Fifteen bucks each for downloadable games, which you can only purchase with 'MS points', kind of the modern equivalent of buying non-refundable tokens at an arcade... And they only sell points in increments of 1500, and they've priced each game at 800 points - so you'll never, ever quite have enough to spend all your points. At least, not on top-tier content. You can get B-list titles for less, but who cares?
Anyway, it's occasionally worth it. PacMan CE is awesome, Geometry Wars 2 is brilliant, but then I start to wonder about the longevity of it all: Downloading games offers convenience, but the cost is impermanence: 360s are prone to failure, and it took MS three years to work out a mechanism for transferring your legitimate paid-for content from your dead system to the replacement. Looking into the future, it's not hard to imagine a time when Microsoft has finally grown tired of all the crap and stops transferring your games... And you'll end up with a situation like the Super NES where, years after Nintendo cancelled the Satellaview download service, memory cards are sold in auctions for crazy amounts so archivists (ie: pirates) can rip the content and preserve it.
The bottom line is, I don't trust Microsoft to have my interests in mind, ever.
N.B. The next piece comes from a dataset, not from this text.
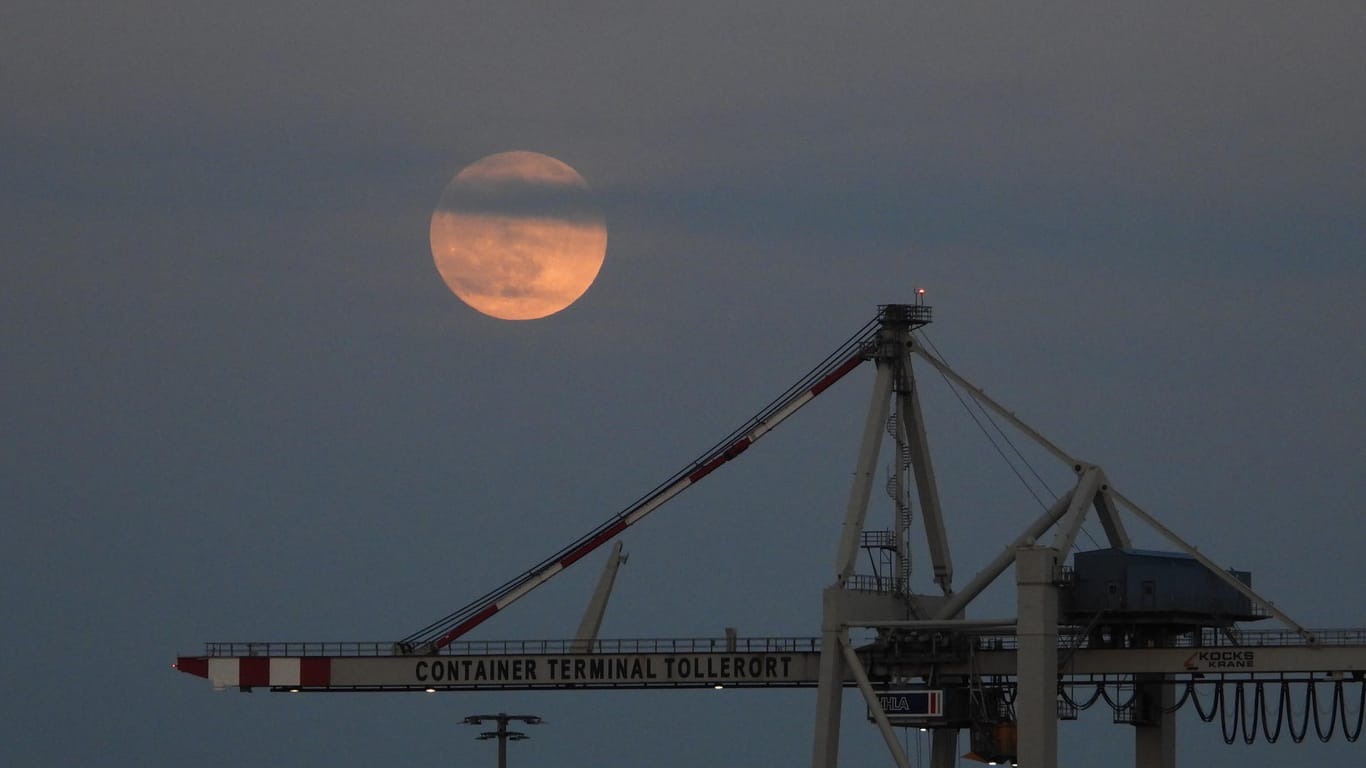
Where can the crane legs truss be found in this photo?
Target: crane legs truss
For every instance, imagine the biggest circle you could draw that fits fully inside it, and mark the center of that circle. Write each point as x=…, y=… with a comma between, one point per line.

Everything I buy on their download service is a long-term rental: all the titles I'm paying for will cease to exist much sooner than I'd prefer. There will be no used-game market for Xbox 360 downloads - the idea of a garage sale full of downloaded games, in the way we'd sell old Super NES games, is laughable.
Every time I buy a 360 download I feel dirty, I feel as if I've failed to make a wise purchasing decision, but I am weak. I'm REALLY weak - I bought the points and I've bought one game so far.
Happily my PacMan CE is on a disc. It will never expire, and I can take it to a friend's house and play it there. All these other games are ephemeral, mere rentals, and every time I play them I'm unable to fully enjoy it 'cause I can't help wonder how much longer I'll have it, and if I'll ever really believe it was money well spent.
While not totally relevent, this quote from Penny Arcade is good:
Quote by Penny Arcade:This is all according to Microsoft's Zoroastrian Magic Calendar, which states the nested laws of the Marketplace thusly:
1. Content can never be free.
2. Content can be free, if you wait long enough.
3. Content is always free if it is available for free elsewhere.
[...] But these rules express a kind of thorny philosophy, where the content that makes the system most unique is universally barbed with costs. All it does is reinforce the sense that the platform is fraught with toll gates, which is, um... true.